Ingegnoso nemico di me stesso
Già da natura, e per amor più assai,
Da immaginato mal mi avviene spesso
Ch’io traggo veri e ben cocenti guai.

Ecco ch’io lieto, ora, se il fui giammai,
Esser dovrei: poichè vieppiù mi appresso
A chi pur tanto sospirando andai,
E in cui mia speme e vita e gloria ho messo.

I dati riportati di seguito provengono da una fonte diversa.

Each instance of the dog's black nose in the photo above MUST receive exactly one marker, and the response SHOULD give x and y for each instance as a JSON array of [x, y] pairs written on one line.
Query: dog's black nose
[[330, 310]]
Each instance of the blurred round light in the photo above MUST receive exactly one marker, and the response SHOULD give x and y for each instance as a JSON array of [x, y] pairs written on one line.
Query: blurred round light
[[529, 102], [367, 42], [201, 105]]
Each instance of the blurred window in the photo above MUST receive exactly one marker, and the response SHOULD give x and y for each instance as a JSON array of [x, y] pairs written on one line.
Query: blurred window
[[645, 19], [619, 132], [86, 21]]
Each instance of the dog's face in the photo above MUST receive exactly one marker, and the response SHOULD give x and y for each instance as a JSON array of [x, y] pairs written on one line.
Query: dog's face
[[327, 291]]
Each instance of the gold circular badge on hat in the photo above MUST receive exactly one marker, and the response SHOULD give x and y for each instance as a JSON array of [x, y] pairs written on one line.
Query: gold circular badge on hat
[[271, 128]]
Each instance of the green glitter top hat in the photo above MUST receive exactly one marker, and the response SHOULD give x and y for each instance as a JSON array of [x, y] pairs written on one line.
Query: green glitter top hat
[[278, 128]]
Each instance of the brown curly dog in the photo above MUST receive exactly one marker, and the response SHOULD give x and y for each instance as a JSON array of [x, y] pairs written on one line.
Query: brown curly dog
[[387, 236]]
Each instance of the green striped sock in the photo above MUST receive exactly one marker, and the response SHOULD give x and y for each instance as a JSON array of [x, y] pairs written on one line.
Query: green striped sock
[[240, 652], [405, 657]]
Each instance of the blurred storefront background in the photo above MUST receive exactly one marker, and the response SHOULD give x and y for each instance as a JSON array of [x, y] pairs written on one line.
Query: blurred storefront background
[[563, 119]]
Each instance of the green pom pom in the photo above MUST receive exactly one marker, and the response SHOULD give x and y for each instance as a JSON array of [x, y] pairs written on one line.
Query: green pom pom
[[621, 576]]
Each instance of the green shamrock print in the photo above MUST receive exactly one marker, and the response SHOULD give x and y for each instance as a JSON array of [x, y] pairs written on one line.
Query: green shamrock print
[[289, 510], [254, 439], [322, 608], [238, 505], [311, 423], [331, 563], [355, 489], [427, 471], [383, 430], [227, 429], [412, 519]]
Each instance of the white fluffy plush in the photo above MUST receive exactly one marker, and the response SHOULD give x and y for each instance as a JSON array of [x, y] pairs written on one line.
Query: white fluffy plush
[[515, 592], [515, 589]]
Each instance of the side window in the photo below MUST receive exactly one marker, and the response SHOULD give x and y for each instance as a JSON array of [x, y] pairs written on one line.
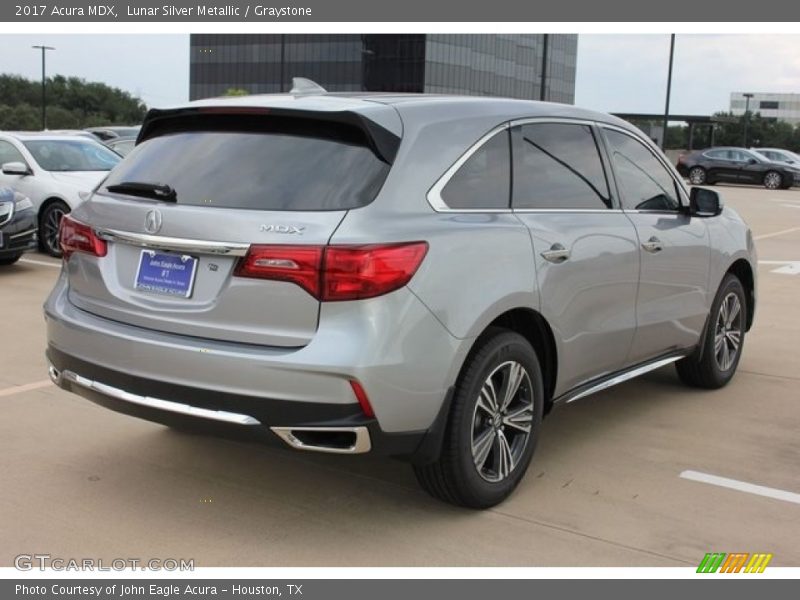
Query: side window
[[739, 156], [557, 165], [10, 154], [484, 180], [645, 184]]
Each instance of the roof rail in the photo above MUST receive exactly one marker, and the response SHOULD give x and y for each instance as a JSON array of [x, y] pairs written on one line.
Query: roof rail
[[302, 87]]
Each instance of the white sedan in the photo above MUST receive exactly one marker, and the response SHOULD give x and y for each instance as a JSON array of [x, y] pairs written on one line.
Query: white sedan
[[57, 172]]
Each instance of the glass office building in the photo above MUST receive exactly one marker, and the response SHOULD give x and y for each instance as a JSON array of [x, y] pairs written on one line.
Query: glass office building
[[540, 66]]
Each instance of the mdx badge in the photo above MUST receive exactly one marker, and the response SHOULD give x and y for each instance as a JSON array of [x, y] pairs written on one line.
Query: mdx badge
[[152, 221], [298, 229]]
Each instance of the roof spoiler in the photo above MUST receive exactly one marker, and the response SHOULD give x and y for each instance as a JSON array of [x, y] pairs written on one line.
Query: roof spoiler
[[381, 141]]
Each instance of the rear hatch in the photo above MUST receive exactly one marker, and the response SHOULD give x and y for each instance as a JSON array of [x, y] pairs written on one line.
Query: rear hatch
[[204, 187]]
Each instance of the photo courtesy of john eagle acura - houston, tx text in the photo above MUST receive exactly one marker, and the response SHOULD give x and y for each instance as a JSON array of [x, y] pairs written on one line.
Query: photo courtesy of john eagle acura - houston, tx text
[[417, 276]]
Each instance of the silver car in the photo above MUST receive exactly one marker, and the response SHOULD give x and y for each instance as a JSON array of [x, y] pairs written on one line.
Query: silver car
[[423, 277], [56, 171]]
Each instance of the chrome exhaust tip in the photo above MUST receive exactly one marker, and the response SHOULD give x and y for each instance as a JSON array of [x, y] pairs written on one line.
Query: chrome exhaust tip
[[333, 440]]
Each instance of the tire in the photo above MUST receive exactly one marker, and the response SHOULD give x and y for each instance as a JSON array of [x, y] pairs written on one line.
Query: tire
[[49, 220], [773, 180], [468, 472], [714, 368], [697, 176]]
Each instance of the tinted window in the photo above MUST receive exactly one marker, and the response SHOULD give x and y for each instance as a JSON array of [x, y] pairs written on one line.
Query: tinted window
[[559, 166], [287, 164], [72, 155], [9, 154], [645, 184], [484, 181], [718, 154]]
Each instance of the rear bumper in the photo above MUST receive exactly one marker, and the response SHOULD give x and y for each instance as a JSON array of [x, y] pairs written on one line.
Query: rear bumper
[[393, 346], [340, 429]]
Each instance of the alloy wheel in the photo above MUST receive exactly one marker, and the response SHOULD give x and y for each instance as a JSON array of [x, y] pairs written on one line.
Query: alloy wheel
[[728, 332], [51, 223], [502, 421], [772, 180]]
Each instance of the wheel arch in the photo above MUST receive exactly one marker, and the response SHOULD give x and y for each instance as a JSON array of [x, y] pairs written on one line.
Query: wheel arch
[[531, 325], [743, 270]]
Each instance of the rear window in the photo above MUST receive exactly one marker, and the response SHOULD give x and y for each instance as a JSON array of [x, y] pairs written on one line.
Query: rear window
[[272, 164]]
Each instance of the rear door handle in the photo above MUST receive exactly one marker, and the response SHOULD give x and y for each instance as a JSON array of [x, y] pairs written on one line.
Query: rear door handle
[[556, 254], [653, 245]]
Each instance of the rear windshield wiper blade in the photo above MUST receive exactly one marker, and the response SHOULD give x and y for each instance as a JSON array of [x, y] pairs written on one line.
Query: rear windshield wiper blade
[[157, 191]]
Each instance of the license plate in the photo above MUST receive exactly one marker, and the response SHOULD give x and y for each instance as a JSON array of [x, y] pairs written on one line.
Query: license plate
[[168, 274]]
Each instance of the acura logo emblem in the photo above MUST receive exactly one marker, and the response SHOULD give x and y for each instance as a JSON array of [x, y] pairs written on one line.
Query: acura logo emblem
[[152, 221]]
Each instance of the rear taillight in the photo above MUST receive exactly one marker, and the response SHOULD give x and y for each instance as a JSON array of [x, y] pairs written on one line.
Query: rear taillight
[[333, 273], [74, 236], [357, 272]]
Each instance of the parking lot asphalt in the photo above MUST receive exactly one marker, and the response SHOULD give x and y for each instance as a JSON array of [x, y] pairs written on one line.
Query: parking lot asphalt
[[605, 487]]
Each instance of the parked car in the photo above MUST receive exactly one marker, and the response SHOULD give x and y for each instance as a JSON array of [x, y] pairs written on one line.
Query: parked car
[[736, 165], [56, 172], [122, 146], [778, 155], [367, 273], [106, 134], [17, 226]]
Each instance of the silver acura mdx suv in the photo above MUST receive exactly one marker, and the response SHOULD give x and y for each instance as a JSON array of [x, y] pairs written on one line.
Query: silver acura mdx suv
[[417, 276]]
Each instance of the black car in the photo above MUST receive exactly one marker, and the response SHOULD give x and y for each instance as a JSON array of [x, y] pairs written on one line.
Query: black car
[[736, 165], [17, 226]]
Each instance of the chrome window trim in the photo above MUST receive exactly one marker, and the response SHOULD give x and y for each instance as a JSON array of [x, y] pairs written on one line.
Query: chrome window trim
[[567, 210], [145, 240], [434, 195]]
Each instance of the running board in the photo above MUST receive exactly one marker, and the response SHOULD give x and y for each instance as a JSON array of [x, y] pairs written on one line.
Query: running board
[[611, 380]]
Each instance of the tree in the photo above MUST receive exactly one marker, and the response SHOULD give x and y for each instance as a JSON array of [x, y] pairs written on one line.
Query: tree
[[72, 103]]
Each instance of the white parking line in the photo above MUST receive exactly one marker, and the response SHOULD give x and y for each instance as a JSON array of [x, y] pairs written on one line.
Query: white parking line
[[742, 486], [18, 389], [40, 262], [788, 267], [776, 233]]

E or pur mi assal, senza ch’io tor mel possa,
Nuovo un terror che me la pinge inferma;
E me ne scorre il brivido per l’ossa.

Ma d’onde il so? la sconsolata ed erma
Vita ch’io meno, ogni fantasma ingrossa;
Nè dal troppo sentir senno mi scherma.

CXXXVII (1784).

Per questi monti stessi, or son due lune,
Passava il raggio, la cui striscia aurata
Or vò seguendo; e fea di sè beata
Quest’aspra terra dalle selve brune.

Nè la via sol mi accade aver comune
Con lei, ma il tetto spesso; e m’è toccata
Anche talor sua coltre avventurata,
Che per me non andò di baci immune.

Qui, (dico) il rio cammin noja le dava;
Là, fra scogli quel lago un piacer muto
Con soave tristezza le arrecava.

Qui, l’atterriva questo bosco irsuto:
E qui di te, fors’anco sospirava;....
Ed io glien pago in lagrime tributo.